2010-01-13 Thread David Wierbowski

Section 4 of IKEv2bis (and RFC 4306) states:

   IKEv2 is designed to permit minimal implementations that can
   interoperate with all compliant implementations.  There are a series
   of optional features that can easily be ignored by a particular
   implementation if it does not support that feature.  Those features
   include:

   o  Ability to negotiate SAs through a NAT and tunnel the resulting
  ESP SA over UDP.

   o  Ability to request (and respond to a request for) a temporary IP
  address on the remote end of a tunnel.

A little further down Section 4 also states:

   Implementations are not required to support requesting temporary IP
   addresses or responding to such requests.

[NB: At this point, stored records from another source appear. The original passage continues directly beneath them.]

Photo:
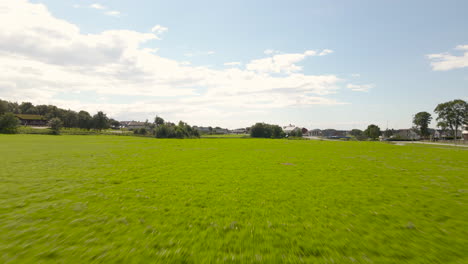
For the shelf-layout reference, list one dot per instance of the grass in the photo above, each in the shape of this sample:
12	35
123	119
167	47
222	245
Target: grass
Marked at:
113	199
225	136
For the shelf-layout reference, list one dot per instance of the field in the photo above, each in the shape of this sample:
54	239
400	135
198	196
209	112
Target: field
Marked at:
113	199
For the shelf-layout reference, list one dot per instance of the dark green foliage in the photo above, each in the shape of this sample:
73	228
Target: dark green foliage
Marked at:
84	120
140	131
100	121
114	123
296	133
372	131
452	114
3	107
422	120
70	119
8	123
159	121
55	125
262	130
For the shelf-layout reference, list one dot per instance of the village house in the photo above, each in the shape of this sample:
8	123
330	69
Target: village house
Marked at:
32	120
315	133
290	128
406	134
133	124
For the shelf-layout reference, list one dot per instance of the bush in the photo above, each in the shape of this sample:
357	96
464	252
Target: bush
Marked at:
170	130
55	125
8	123
262	130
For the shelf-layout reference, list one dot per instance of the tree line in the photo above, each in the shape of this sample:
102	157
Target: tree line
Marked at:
56	117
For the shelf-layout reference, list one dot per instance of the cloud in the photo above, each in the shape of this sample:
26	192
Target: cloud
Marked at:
271	51
113	13
325	52
234	63
446	61
281	63
97	6
47	60
360	87
158	29
199	53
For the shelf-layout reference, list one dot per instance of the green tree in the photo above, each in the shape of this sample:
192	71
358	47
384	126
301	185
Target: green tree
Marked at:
372	131
3	107
27	108
55	125
114	123
84	120
100	121
422	120
8	123
453	114
70	119
158	121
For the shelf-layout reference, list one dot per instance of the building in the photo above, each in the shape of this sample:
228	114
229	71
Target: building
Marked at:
406	134
239	131
32	120
290	128
133	124
315	133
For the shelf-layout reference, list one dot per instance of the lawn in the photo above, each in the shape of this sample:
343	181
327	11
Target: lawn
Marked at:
114	199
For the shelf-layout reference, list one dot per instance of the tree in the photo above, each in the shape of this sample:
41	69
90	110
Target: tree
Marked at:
262	130
70	119
422	120
84	120
453	114
8	123
356	132
372	131
114	123
100	121
27	108
158	121
55	125
3	107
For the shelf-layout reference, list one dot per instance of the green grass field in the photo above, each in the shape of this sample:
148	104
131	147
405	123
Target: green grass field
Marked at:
113	199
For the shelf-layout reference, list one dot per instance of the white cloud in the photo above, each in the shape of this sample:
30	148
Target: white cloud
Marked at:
113	13
97	6
446	61
44	59
360	87
158	29
234	63
271	51
199	53
325	52
281	63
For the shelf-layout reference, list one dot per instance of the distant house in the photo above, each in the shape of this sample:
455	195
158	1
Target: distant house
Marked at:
333	133
406	134
239	131
290	128
133	124
315	133
221	130
202	129
32	120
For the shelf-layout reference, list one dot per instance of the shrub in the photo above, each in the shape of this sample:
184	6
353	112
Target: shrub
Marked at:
55	125
8	123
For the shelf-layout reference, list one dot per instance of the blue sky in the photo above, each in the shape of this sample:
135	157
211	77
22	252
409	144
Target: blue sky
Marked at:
318	64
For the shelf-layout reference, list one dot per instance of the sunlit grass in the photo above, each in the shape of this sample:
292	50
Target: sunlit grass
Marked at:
112	199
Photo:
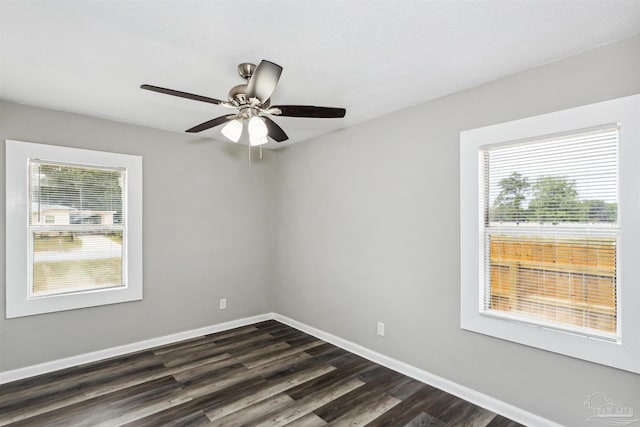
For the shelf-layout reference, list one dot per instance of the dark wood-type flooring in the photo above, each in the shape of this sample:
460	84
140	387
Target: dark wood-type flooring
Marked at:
267	374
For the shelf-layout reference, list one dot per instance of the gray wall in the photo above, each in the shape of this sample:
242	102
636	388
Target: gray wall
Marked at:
368	230
208	234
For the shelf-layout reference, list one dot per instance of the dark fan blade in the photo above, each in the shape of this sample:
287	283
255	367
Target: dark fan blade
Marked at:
309	111
210	124
275	132
264	81
181	94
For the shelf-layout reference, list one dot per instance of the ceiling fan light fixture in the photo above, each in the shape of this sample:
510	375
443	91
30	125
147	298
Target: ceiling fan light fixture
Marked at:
257	128
257	140
233	130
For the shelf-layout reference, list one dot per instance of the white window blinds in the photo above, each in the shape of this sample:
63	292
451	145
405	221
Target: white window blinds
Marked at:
77	219
550	210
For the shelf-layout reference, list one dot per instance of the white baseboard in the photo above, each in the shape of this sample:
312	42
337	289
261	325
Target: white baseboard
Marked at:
94	356
475	397
461	391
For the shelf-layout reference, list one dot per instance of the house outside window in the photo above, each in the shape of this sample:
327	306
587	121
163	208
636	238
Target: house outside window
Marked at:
549	239
81	211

Finally Section 4 also states:

   A minimal IPv4 responder implementation will ignore the contents of
   the CP payload except to determine that it includes an
   INTERNAL_IP4_ADDRESS attribute and will respond with the address and
   other related attributes regardless of whether the initiator
   requested them.

   A minimal IPv4 initiator will generate a CP payload containing only
   an INTERNAL_IP4_ADDRESS attribute and will parse the response
   ignoring attributes it does not know how to use.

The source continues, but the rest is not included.